Diario di una spettatrice
Lo specchio di Lelouch
Il nuovo film di Claude Lelouch, “Finalement”, gioca con le identità (sue e del protagonista), come in un caleidoscopio che sembra un testamento
Finalement: non finalmente, ma in definitiva o alla fine, così si traduce, è Claude Lelouch, il regista che dal 1960 racconta la “follia dei sentimenti” senza la quale la vita non è vita. Alla vigilia del suo ottantasettesimo compleanno, il marito della scrittrice Valérie Perrin – autrice del celeberrimo Cambiare l’acqua ai fiori, sua fotografa di scena e sceneggiatrice nonché quarta moglie di trent’anni più giovane – si concede un inno senza rimpianti e senza ritegno a questa follia che ha permeato la sua vita e la sua carriera cinematografica e che perciò ha tutta l’aria di un testamento.
E cosa può fare allora lo spettatore se non arrendersi “malgré lui”, se non credere alla favola presentata fuori concorso all’ultima Mostra del cinema di Venezia, anche se in tempi come questi appare del tutto improbabile e la sceneggiatura non è sempre convincente?

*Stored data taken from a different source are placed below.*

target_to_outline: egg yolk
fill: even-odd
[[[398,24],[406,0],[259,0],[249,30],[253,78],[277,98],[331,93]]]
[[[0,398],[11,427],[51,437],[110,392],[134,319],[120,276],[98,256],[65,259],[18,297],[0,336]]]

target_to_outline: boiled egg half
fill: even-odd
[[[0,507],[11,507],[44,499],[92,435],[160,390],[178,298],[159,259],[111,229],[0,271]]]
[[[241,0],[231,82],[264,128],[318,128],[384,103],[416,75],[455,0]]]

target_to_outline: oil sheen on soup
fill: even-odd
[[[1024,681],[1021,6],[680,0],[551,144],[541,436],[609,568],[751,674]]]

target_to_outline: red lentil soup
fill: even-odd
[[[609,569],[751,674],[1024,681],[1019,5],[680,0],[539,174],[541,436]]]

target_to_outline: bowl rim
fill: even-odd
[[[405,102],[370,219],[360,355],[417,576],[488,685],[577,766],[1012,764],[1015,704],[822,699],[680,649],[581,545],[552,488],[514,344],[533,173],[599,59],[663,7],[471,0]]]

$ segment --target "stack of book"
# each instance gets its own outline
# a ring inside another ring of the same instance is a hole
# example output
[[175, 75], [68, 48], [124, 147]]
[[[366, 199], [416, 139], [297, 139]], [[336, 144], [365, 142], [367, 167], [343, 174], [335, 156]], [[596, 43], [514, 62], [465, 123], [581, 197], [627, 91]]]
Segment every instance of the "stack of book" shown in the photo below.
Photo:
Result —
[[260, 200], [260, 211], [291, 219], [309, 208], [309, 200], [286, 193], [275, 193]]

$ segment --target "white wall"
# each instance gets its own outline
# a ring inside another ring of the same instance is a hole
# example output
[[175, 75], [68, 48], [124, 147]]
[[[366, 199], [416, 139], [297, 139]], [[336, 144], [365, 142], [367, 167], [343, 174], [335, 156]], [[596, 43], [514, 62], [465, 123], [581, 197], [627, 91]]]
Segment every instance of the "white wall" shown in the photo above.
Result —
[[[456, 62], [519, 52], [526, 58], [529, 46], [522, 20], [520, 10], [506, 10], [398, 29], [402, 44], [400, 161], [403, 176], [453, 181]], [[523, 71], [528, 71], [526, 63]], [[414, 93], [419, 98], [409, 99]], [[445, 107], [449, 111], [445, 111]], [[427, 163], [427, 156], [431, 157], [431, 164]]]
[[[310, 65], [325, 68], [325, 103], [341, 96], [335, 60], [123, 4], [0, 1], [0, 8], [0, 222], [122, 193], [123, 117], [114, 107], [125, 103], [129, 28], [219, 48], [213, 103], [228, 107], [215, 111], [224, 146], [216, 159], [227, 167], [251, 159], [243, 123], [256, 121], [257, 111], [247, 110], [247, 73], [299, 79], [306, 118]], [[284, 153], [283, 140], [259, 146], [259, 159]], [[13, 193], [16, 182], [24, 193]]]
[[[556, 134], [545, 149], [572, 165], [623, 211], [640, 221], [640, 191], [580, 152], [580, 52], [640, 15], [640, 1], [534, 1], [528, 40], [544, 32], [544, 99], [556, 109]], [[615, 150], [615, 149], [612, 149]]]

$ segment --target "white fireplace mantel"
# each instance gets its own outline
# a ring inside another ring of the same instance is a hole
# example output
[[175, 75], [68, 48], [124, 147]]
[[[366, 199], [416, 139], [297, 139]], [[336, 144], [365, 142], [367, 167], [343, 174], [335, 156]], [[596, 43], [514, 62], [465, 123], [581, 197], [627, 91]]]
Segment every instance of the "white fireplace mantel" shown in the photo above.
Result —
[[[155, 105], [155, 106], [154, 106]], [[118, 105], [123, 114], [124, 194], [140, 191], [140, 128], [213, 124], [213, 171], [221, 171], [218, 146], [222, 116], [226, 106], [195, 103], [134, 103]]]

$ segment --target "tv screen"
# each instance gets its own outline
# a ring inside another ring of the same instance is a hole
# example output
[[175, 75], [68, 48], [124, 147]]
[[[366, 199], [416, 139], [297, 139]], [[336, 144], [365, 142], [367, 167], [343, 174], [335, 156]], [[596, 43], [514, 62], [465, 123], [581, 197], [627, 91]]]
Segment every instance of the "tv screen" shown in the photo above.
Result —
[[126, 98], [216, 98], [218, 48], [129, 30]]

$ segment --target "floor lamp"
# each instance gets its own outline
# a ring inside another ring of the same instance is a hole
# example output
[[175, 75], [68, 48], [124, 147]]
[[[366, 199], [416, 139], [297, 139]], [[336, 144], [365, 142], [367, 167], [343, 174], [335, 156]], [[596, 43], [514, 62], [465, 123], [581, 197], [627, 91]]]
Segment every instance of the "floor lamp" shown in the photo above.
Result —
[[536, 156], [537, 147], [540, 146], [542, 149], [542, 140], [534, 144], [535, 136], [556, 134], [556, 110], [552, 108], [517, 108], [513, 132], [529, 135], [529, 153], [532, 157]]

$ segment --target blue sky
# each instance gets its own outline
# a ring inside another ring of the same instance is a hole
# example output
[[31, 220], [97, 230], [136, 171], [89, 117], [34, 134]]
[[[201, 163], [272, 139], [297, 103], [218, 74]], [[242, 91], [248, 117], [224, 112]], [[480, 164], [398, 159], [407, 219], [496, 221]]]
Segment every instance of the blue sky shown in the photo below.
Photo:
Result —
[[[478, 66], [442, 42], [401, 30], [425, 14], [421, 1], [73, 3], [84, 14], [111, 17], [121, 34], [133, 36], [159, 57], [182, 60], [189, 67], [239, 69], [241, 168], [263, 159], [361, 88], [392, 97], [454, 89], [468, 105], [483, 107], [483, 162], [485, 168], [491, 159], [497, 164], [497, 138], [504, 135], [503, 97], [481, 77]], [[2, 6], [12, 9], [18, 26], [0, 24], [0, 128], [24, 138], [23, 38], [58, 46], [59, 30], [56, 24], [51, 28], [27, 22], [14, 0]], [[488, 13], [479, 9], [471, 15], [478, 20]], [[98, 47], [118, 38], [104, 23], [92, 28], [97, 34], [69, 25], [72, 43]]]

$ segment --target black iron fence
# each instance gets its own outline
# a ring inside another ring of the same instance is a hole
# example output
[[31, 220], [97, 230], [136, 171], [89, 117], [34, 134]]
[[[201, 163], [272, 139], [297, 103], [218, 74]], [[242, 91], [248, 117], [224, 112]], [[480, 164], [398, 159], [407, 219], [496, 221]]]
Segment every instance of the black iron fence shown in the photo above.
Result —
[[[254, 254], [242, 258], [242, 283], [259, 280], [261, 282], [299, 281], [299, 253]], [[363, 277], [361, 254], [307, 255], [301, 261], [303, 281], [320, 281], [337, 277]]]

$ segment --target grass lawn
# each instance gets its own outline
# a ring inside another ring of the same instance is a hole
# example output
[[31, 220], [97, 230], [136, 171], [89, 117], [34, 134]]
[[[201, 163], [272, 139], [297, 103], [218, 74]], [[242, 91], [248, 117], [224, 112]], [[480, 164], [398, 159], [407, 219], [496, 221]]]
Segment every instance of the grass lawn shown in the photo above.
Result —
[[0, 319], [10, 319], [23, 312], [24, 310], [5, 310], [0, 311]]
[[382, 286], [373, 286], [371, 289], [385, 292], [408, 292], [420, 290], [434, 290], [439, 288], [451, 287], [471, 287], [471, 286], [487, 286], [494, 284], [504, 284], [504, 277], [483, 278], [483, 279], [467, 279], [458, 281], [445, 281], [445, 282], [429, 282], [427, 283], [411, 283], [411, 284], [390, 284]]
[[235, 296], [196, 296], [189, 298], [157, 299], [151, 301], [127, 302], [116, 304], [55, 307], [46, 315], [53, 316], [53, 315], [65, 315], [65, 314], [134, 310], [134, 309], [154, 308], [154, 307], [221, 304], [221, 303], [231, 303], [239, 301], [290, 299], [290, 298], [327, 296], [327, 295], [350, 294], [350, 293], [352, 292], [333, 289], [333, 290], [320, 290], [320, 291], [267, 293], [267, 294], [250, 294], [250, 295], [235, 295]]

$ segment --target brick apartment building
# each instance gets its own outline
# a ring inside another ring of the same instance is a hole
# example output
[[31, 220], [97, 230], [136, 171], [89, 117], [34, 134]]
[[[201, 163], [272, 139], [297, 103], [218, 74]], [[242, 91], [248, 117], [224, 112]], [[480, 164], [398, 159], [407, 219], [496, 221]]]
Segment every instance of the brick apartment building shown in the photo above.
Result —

Kad Merad, indimenticabile protagonista del film Bienvenue chez les Ch’tis ovvero Giù al Nord, diventa Lino, anzi Claude stesso, in un gioco di citazioni incrociate che celebra contemporaneamente l’attore Lino Ventura, il personaggio Lino Massaro, protagonista de L’avventura è l’avventura e quindi lo stesso Lelouch che lo diresse oltre cinquant’anni fa. All’inizio del film Merad/Massaro sembra un pazzo scappato di casa: vaga nel paesaggio autunnale della Normandia – all’orizzonte le spiagge e le maree di Mont-Saint-Michel e Lelouch ci infila pure una inattesa sequenza di guerra evocando lo sbarco del D-day – e a chi lo carica con l’autostop racconta storie ogni volta diverse e sempre più improbabili (è un prete scomunicato e assatanato di sesso, ma anche un avvocato che si immedesima negli imputati che difende, comunque un delinquente ricercato dalla polizia). Qual è la verità?
Si scoprirà nel corso del film che Lino è davvero un principe del foro che ha scelto la professione per via di un padre malavitoso e che nei confronti dei suoi assistiti ha un’empatia per lui inevitabile che si spinge fino alla completa immedesimazione. La stessa empatia che Lelouch ha sempre confessato nei confronti dei personaggi dei suoi film. È quindi con un gioco di specchi che la pellicola rivela il messaggio che contiene: Lino decide che è venuto il momento di lasciarsi tutto alle spalle, di scaricare la fatica di una vita che è stata per troppi anni le vite degli altri e che gli esplode dolorosamente nella testa fino a diventare insostenibile.
In questo percorso di liberazione e leggerezza c’è un filo conduttore che accompagna e consola: la musica. Lino ha sempre amato suonare la tromba ed è la tromba a guidarlo in questo suo pellegrinare dal nord al sud della Francia, dalle spiagge grigie della Normandia alla luce abbagliante e chiassosa del festival di Avignone.
La colonna sonora è in effetti la struttura portante della pellicola, anche se il film non è un musical, come hanno scritto alcuni commentatori. La musica originale è firmata da Ibrahim Maalouf e le canzoni da Didier Barbelivien, in particolare quella le cui strofe iniziano tutte con la parola “finalment”.
Oltre alla trama musicale, questa è una pellicola di citazioni cinematografiche: non solo L’avventura è l’avventura ma anche I ponti di Madison County sono un riferimento sottolineato più volte.
Lino Massaro ha perso la genialità strafottente di Lino Ventura, è un uomo in crisi, svagato, fragile, dorme nei fienili, si lava negli stagni dei giardini altrui, ha con sé un libretto di assegni che devolve con noncuranza a chi ne ha bisogno, per se stesso non ha più nessuna attenzione, ma ha ancora lo sguardo di un uomo innamorato delle donne. La vita è una scommessa non sempre vinta, ma alla fine arriva ciò che deve arrivare. E questa certezza che ci fa arrendere e che ci impone di buttare via tutte le zavorre, anche quelle che sono il risultato di un’esistenza piena di successi e fama, in fondo ci fa bene. “Tout ce qui nous arrive, c’est pour notre bien”, ha ragione Lino, è così.
Inevitabile post scriptum: ma c’era davvero bisogno del sottotitolo “Storia di una tromba che si innamora di un pianoforte” per la versione italiana, visto che nel titolo originale non esiste?